The Issue Dividing Democratic Candidates Is Hidden in Plain Sight

Takes came in hot and heavy last weekend after the New York Times editorial board endorsed both Elizabeth Warren and Amy Klobuchar for the Democratic presidential nomination, mercifully ending the paper’s self-aggrandizing pseudo-event widely compared to … that’s right … “The Apprentice.”

The Times split its endorsement due to the intra-Democratic cleave between what it termed a “radical” path represented by Warren and a “pragmatic” path represented by Klobuchar.

“Progressive” and “centrist” might be more accurate, less charged terms, especially given how unlikely it is that any president will be able to move any part of their agenda through a Senate with at least 41 Republicans. Therefore, as the editorial references, executive branch policymaking will be indispensable to any Democrat achieving their goals.

But on that front, there’s a critical distinction between Warren and Klobuchar — and for that matter, between the wing of the party represented by Warren and Bernie Sanders and every other candidate in the field. That’s because of the clearest delineation between these two camps: which candidates depend on big money donors (or are themselves big money donors, like Tom Steyer and Michael Bloomberg), and which do not.

Not once in its endorsement did the Times mention one of Klobuchar’s most notable campaign actions over the last few weeks — the release of her list of bundlers, the supporters who’ve brought at least $25,000 into the campaign through their contributions and personal networks. Bundlers are elite liaisons to the finance, tech, law and influence industries. Many receive ambassadorships or other powerful political appointments, or at least, have a seat at the table where these decisions are made.

Either way, candidates with bundlers usually end up dependent on their money to keep a national campaign alive, which means bundlers can easily extract concessions and reforge a candidate’s policies in their image.

Warren and Sanders, however, are not dependent at all on their bundlers: they don’t have any. Both have eschewed traditional high-dollar fundraisers and rely instead on a broad army of small-dollar donations. Not incidentally, both have outraised the other frontrunners. They’ve proven that the old big-money model simply isn’t necessary anymore, and that a campaign truly driven by ideas that excite the public can succeed on its own merits.

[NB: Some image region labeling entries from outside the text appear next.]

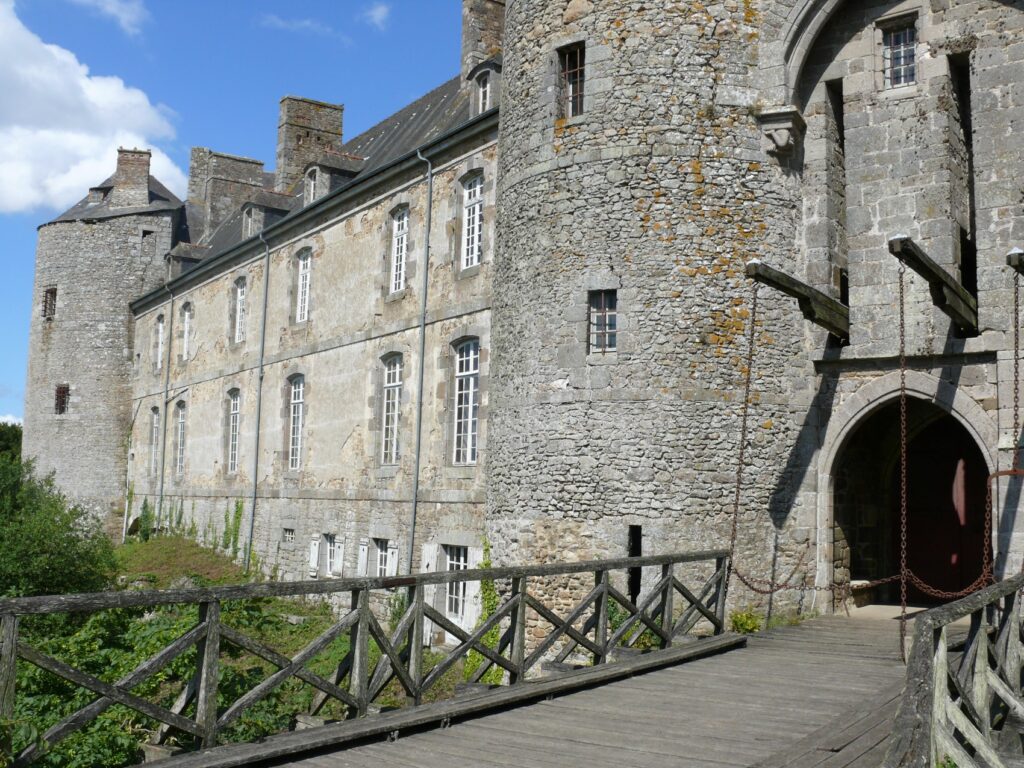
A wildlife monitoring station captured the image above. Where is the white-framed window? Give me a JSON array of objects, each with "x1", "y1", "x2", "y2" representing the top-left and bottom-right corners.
[
  {"x1": 181, "y1": 302, "x2": 194, "y2": 362},
  {"x1": 588, "y1": 291, "x2": 618, "y2": 353},
  {"x1": 295, "y1": 251, "x2": 312, "y2": 323},
  {"x1": 388, "y1": 208, "x2": 409, "y2": 293},
  {"x1": 462, "y1": 174, "x2": 483, "y2": 269},
  {"x1": 288, "y1": 376, "x2": 306, "y2": 471},
  {"x1": 227, "y1": 389, "x2": 242, "y2": 474},
  {"x1": 156, "y1": 314, "x2": 164, "y2": 371},
  {"x1": 443, "y1": 544, "x2": 469, "y2": 622},
  {"x1": 882, "y1": 18, "x2": 918, "y2": 88},
  {"x1": 302, "y1": 168, "x2": 319, "y2": 206},
  {"x1": 558, "y1": 43, "x2": 587, "y2": 118},
  {"x1": 374, "y1": 539, "x2": 388, "y2": 577},
  {"x1": 174, "y1": 402, "x2": 185, "y2": 475},
  {"x1": 476, "y1": 72, "x2": 490, "y2": 113},
  {"x1": 453, "y1": 339, "x2": 480, "y2": 464},
  {"x1": 324, "y1": 534, "x2": 342, "y2": 577},
  {"x1": 381, "y1": 354, "x2": 401, "y2": 464},
  {"x1": 150, "y1": 408, "x2": 160, "y2": 475},
  {"x1": 231, "y1": 278, "x2": 246, "y2": 344}
]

Compare that to Klobuchar. Despite the Times dubbing her “a standard-bearer for the center,” she’s currently polling at 3 percent nationally. And to even achieve that much, she now owes favors to bundlers like Robert Schriesheim, a private equity pirate whose firm helped bankrupt Sears (and has ties to Treasury Secretary Steven Mnuchin); Kathleen MacLennan, whose husband Dave runs agri-giant Cargill, dubbed “the worst company in the world” on climate and consumer health; Brad Karp, head of the corporate law firm (Paul Weiss) that defends ExxonMobil’s climate crimes and Citigroup’s rampant fraud (Karp is notably hedging his bets by also bundling for Biden); and Maison Miscavage, a principal at the corporate tax avoidance powerhouse Ernst & Young.

The New York Times ought to acknowledge questions about whether these are the type of backers the Democratic base wants to see in a future president. As the Times pointed out, any one of the current candidates would be “the most progressive president in decades on issues like health care, the economy and government’s allocations of resources.”

But can Klobuchar credibly claim she’d follow through on those stances when the donors keeping her campaign alive run the very industries that ruined health care, the economy, and the government’s allocation of resources? How can Biden make such a claim when his own bundlers show (arguably) even worse actors, or Pete Buttigieg when his list is so embarrassing that he hid more than 20 of its names?

In a time when smart personnel appointments are one of the central ways presidents can enact their agendas, these centrists — excuse me, “pragmatic” candidates — knowingly shoot themselves in the foot by relying on a fundraising model where unelected donors expect political favors.

The point is as old as politics itself: If you want to know a candidate’s priorities, follow the money. The Times editorial board consists of institutionalists to the bitter end, of course, but in a time when no one has faith in institutions anymore, there’s nothing pragmatic about corrupting influences … and nothing radical about integrity.